When it comes right down to it, it’s flowers that make a garden glow. Our brains are wired for color, a development essential for proto-humans to spot ripe fruit in a tree canopy, or knowing which team to root for in the Neanderthal vs. Australopithecus Olympics. We don’t have 6 million cone cells in each eye for nuthin’.
Flowers wake up a garden. And they’re sexy, literally. All those petals, stamens, pistils and ovaries aren’t just for show; they’re how plants reproduce. Their shape, location on the plants, and color determine who pollinates them (birds or bees or butterflies or beetles; wind, too).
Although the plant could care less, one of our main concerns when deciding which flowers to add to our garden boils down to human superficiality: Is it a hottie?
Picking your posies
Stylin’: Look for examples of the style garden you’re designing- Old World, tropical, urban- and notice how floral color is handled. Are flowers the dominant feature or are they applied with a subtle hand? Does the design use just a few crayons from the box, or is it Jackson Pollack’s controlled madness?
The color scheme for a woodland garden should be more muted than a sunny border of a cottage garden, since we’re trying to capture the quiet and calm of a forest floor. In desert gardens, flowers are often short-lived, but maximize their likelihood of reproducing by sporting brilliant, neon colors.
Context: Take note of what’s surrounding your garden, on your neighbor’s property or in a distant vista. A garden that responds to the context around it benefits from “borrowing” colors and forms from the scenery to extend its visual limits.
It’s not always necessary to blend in with the surroundings. Unlike a garden with vistas to dramatic mountains, a garden in the midst of about-up environment can assume virtually any style without contradicting its context. The key thing is to make a conscious decision whether to embrace what’s already there, or knowingly contradict it.
Closer to home, literally, context means considering the colors and materials of your exterior house walls. Too often, even someone with a good grasp of color theory succumbs to tunnel vision. As if picking swatches at the local paint store, instead of plants, they succeed in developing a palette of colors that, standing alone, would be attractive. But if they haven’t paid attention to the finishes of the house, paving materials, furnishings, or fence, the result could make even a colorblind beagle bury her head in the compost pile.
Color in the garden does not exist in a vacuum-one of your design objectives is to be able to say, “Yes, I meant to do that.”
Your color scheme for plants and everything else in your yard should coordinate with house, paving materials, fences and furnishings. I’ve seen beautifully conceived warm color schemes planted next to a building dominated by cool, blue-gray siding, a design decision that had a jarring effect on the big picture.
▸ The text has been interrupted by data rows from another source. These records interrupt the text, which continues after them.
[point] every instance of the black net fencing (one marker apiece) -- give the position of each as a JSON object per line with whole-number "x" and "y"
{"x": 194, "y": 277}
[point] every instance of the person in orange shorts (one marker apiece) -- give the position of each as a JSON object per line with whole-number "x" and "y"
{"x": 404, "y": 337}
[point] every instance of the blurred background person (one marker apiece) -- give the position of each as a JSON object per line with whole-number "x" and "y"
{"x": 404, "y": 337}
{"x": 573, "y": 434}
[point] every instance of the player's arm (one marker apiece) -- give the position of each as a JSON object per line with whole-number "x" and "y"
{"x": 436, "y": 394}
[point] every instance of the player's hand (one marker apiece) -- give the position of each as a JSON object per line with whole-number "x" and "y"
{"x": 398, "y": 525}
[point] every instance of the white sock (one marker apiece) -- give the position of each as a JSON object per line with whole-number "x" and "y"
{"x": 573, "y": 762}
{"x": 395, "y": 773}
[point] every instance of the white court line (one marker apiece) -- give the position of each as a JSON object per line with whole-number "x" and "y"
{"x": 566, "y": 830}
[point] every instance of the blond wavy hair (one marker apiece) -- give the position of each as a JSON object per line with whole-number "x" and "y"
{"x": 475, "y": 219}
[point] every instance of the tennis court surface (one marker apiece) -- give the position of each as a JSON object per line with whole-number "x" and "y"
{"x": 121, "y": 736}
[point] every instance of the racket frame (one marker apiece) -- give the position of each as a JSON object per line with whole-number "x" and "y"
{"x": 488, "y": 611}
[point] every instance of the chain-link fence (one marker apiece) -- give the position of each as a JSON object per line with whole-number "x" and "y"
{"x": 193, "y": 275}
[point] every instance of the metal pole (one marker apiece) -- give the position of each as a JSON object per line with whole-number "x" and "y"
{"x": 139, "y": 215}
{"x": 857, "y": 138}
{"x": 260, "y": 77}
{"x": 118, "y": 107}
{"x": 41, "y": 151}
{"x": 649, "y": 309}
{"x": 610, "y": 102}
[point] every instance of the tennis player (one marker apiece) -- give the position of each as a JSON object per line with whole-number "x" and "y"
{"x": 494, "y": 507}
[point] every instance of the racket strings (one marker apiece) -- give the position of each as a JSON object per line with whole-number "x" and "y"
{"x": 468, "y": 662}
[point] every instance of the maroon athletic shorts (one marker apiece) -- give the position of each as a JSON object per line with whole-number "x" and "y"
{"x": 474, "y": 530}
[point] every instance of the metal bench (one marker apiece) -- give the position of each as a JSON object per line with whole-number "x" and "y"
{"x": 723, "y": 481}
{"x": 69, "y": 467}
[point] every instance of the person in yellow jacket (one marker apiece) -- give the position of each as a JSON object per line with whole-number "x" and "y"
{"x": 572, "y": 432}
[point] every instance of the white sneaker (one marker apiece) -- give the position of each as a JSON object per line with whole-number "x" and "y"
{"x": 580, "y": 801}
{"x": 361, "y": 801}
Plant form: One more pug for paying attention to more than just the color of the flower petals. Even though our attention is usually on the actual hue of the petals, all the other characteristics of a plant come into play. It’s fine to decide you want a splash of bright yellow in the garden. Your final choice shouldn’t stop there. Will the color come from a slice of yellow flag (Iris pseudoacorus), with its slender, vertical architecture, a mound of cloud- like forsythia, or a low, buttery spread of pansies? As long as you’re picking plants, you might as well exploit as many visible features as possible.
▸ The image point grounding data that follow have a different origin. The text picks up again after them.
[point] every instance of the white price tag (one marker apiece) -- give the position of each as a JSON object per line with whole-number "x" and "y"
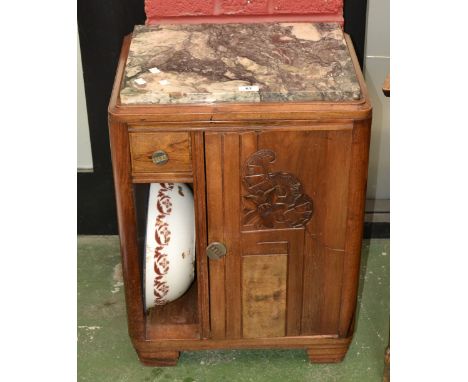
{"x": 140, "y": 81}
{"x": 251, "y": 88}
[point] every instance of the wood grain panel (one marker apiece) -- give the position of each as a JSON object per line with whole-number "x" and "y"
{"x": 323, "y": 270}
{"x": 199, "y": 193}
{"x": 282, "y": 242}
{"x": 176, "y": 145}
{"x": 231, "y": 192}
{"x": 356, "y": 203}
{"x": 215, "y": 213}
{"x": 131, "y": 264}
{"x": 264, "y": 296}
{"x": 336, "y": 179}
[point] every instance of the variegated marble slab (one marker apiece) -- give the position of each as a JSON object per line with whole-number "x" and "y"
{"x": 277, "y": 62}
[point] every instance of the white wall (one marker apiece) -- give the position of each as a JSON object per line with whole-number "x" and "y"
{"x": 85, "y": 159}
{"x": 377, "y": 65}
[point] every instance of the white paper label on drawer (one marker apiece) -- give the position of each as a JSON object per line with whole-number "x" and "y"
{"x": 251, "y": 88}
{"x": 140, "y": 81}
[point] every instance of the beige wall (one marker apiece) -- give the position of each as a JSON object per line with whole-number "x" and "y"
{"x": 85, "y": 159}
{"x": 377, "y": 65}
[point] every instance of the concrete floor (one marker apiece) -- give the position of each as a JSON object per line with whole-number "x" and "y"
{"x": 106, "y": 354}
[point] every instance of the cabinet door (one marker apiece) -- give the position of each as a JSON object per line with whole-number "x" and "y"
{"x": 277, "y": 199}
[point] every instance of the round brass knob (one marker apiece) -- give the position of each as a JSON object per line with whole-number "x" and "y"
{"x": 216, "y": 250}
{"x": 160, "y": 157}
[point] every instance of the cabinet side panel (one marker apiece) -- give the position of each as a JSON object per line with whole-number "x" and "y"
{"x": 325, "y": 239}
{"x": 231, "y": 190}
{"x": 323, "y": 269}
{"x": 215, "y": 209}
{"x": 355, "y": 221}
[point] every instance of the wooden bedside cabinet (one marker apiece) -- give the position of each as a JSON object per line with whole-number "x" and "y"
{"x": 270, "y": 125}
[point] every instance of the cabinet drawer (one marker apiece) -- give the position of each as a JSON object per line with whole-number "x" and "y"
{"x": 160, "y": 152}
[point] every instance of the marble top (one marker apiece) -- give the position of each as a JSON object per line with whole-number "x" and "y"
{"x": 207, "y": 63}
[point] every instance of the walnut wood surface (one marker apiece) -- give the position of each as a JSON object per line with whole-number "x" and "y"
{"x": 175, "y": 145}
{"x": 313, "y": 248}
{"x": 264, "y": 295}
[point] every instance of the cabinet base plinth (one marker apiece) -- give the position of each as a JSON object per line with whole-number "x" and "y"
{"x": 323, "y": 353}
{"x": 159, "y": 359}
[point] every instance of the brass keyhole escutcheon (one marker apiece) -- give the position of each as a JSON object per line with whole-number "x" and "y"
{"x": 216, "y": 250}
{"x": 160, "y": 157}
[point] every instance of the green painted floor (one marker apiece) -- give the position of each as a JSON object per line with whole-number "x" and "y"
{"x": 106, "y": 354}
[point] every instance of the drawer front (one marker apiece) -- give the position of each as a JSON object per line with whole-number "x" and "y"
{"x": 160, "y": 152}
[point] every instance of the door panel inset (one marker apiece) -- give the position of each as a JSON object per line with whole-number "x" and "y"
{"x": 277, "y": 200}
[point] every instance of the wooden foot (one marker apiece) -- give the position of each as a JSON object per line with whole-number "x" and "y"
{"x": 327, "y": 353}
{"x": 160, "y": 358}
{"x": 387, "y": 365}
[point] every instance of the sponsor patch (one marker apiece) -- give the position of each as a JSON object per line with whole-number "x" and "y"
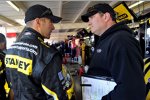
{"x": 22, "y": 65}
{"x": 60, "y": 75}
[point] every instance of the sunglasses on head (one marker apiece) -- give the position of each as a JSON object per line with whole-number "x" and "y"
{"x": 47, "y": 12}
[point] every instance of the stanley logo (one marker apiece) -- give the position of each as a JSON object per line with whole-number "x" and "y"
{"x": 123, "y": 16}
{"x": 22, "y": 65}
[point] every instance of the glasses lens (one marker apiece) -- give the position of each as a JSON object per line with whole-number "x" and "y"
{"x": 47, "y": 12}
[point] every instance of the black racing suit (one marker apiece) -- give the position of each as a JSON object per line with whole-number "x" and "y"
{"x": 118, "y": 55}
{"x": 34, "y": 69}
{"x": 2, "y": 76}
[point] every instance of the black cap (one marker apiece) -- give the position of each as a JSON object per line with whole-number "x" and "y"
{"x": 101, "y": 7}
{"x": 40, "y": 11}
{"x": 2, "y": 38}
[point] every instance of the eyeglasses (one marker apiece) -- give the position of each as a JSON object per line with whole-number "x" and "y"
{"x": 92, "y": 9}
{"x": 47, "y": 12}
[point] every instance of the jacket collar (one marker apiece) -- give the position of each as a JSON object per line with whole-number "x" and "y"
{"x": 35, "y": 33}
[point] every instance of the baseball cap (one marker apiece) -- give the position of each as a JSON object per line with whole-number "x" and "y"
{"x": 40, "y": 11}
{"x": 102, "y": 8}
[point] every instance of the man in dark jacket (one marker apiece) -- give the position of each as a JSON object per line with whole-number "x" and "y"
{"x": 2, "y": 67}
{"x": 117, "y": 54}
{"x": 33, "y": 68}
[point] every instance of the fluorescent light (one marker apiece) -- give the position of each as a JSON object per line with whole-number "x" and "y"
{"x": 135, "y": 4}
{"x": 20, "y": 21}
{"x": 13, "y": 5}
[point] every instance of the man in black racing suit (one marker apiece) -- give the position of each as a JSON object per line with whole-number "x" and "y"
{"x": 33, "y": 68}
Seasonal Changes: As you consider plants for your palette, don’t just focus on the appearance at peak bloom. Most plants transform throughout the season, like the way rose blossoms mature into fiery red hips, adding a new dimension to the garden in fall.
Consider how the plant’s foliage complements or contrasts with the blossoms. One plant that stymies me (so I don’t use it) is Brazilian Sky flower, a great screening shrub that blooms, as you would imagine, with sky-blue flowers. It would make a fine backdrop for other plants in the purple to lavender range. But later in the year, the flowers ripen into the clusters of tiny orange berries. So do you use it as a cool color addition in spring, but allow for it to transform to the warm component of the bed later in the season? This metamorphosis can change a garden’s appearance from month to month, which is what makes garden design so exciting and sometimes perplexing.
Timing is everything. Like with airlines, life would be much easier if flowers had reliable schedules. Wouldn’t it be cool if plant labels said: “Flowers appear June 7 at3:30 p.m., ceasing on July 4, right after the fireworks finish and all your guests leave.” Then you could create reliable color combos that match the seasonal table settings on your patio. Do your research and try to find out when each plant is most likely to bloom, and you’ll have a great show. You might want to revisit Chapter 7’s discussion of the four- season garden.